El mismo fragmento musical, fue ejecutado con una cuerda distinta cada
vez, pero conservando la misma tonalidad. Era un nivel de dominio absoluto.
Cuando pensábamos que ya lo habíamos visto todo, procedió al cierre del
concierto basado en los efectos de las candilejas y el fuego. Mientras tocaba
sutilezas en tempo pianísimo, se
iluminó el telón y apareció una sombra a contraluz que parecía inspirar cada
movimiento del maestro. La silueta era grotesca como una gárgola. El efecto
provocó un grito colectivo que estremeció el recinto. Muchos se santiguaron,
pero no por ello dejaron de sentirse arrobados. Nadie que se hubiese quedado
por fuera del teatro, lo creería.
Mi pase de oro, incluía visitar al genio en su camerino. Un edecán me
condujo hasta su puerta. El maestro me recibió con una sonrisa a pesar del
agotamiento. La cabellera era una estopa empapada. Bebía una especie de brebaje
o un cóctel de frutas de color verde.
—No lo incomodaré, maestro. —Dije— Lo que acabo de presenciar
no es humano.
Paganini sonrío.
—Tan solo he jugado con vuestras emociones y sentimientos. He ahí mi
secreto. Apelo a la superstición de todos.

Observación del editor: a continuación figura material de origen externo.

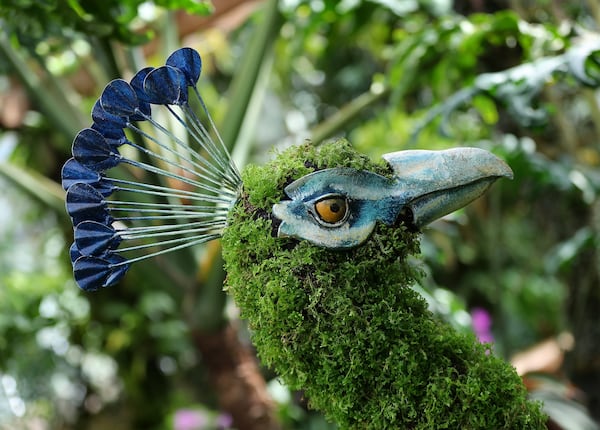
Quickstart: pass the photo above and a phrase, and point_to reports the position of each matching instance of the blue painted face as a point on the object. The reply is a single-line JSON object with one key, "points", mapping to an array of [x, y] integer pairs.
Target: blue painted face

Parecía que de un momento a otro, Niccolo Paganini expiraría. Decidí
marcharme antes de convertirme en la persona que diera el parte de su deceso.
—Felicidades, maestro. Se ha entregado en cuerpo y alma. Espero que
descanse y se recupere.
Me retiré con la sensación de tener pegado a las fosas nasales, un aroma
indescifrable.
.….
Demasiadas travesías y giras. Miles de carreteras. Tal como me había
advertido, fue muy difícil seguirle el paso. Se requería un esfuerzo desmedido
y agotador. ¿Cómo podía lograrlo con una complexión tan frágil? Seguí a la
distancia los devenires de su existencia lo mejor que pude. Era un personaje
tan fascinante que valía la pena registrar su paso por el mundo.
Hacía apenas dos días que su familia le había llevado un sacerdote para otorgarle los Santos Óleos. Su carácter seguía incólume. Sus parientes me contaron que, creyéndose con fuerzas para luchar, rechazó la extremaunción. La actitud fue considerada una ofensa para la Santa Iglesia y se esparció todavía más el rumor del pacto satánico.
Un sirviente me guió en los laberintos una mansión venida a menos, una de
las pocas propiedades que conservaba. Antes de hacerme pasar a la habitación,
me advirtió.
—Su familia ruega que sea breve. Está muy débil.
No más entrar, me sacudió el olor que provenía del maestro. Por estar al
tanto de los detalles de su vida, había descubierto hacía tiempo la razón del
aroma. Sus humores eran exacerbados por el consumo de mercurio, medicina que le
aliviaba de las secuelas de una sífilis contraída en su juventud. Paganini
yacía en una cama que parecía tragarlo. A pesar de la penumbra me reconoció de
inmediato y con voz apagada, preguntó.
— ¿Cómo va… la biografía?
—Trabajo en ella, maestro. Son muchas las cosas que tienen que contarse.
El maestro miró el techo un largo rato. El incómodo silencio fue roto por
un chorrillo de voz.
— ¿Karl… has visitado… Notre Dame?
—En más de una ocasión, maestro. —Paganini luchaba por encontrar las
palabras adecuadas.
— ¿Has visto… las gárgolas que rodean… el templo? —dijo con mucho
esfuerzo.
—Claro que sí, maestro, son monstruosas e impresionantes.
Pensé que deliraba, pues no veía sentido a sus preguntas.
—Pues, yo soy una de ellas… mitad animal, mitad humano.
Perplejo, guardé silencio.
—Soy un demonio que ha custodiado una… extraordinaria catedral.
Confundido, esperé el resto de la confesión.
—La catedral ha sido la música….
Le sobrevino un ataque de tos que lo dejó muy agotado.
Con la mirada perdida, me hizo señas para que me acercara. Casi tuve que pegar mi oído a esa caverna que era su boca. Su confesión me dejó muy sorprendido.
—A pesar de todo… quiero que sepas que he sido… alcanzado por la
misericordia de… Dios.
Un espasmo le impidió seguir hablando. Tomé sus manos en un intento por
transferirle calor, pero solo logré que se enfriaran las mías. Sus estertores hacían
eco en la habitación. Con mucho esfuerzo abrió sus ojos y me repitió de manera
lenta, pero enfática.
—He sido alcanzado… por la misericordia de Dios.
Cerró los ojos como adormilado. No quise incomodarlo más, solté con
delicadeza, sus manos enormes, y salí en silencio. Con dolor, atesoré los
recuerdos de aquel maravilloso concierto en el Burgtheater de Viena.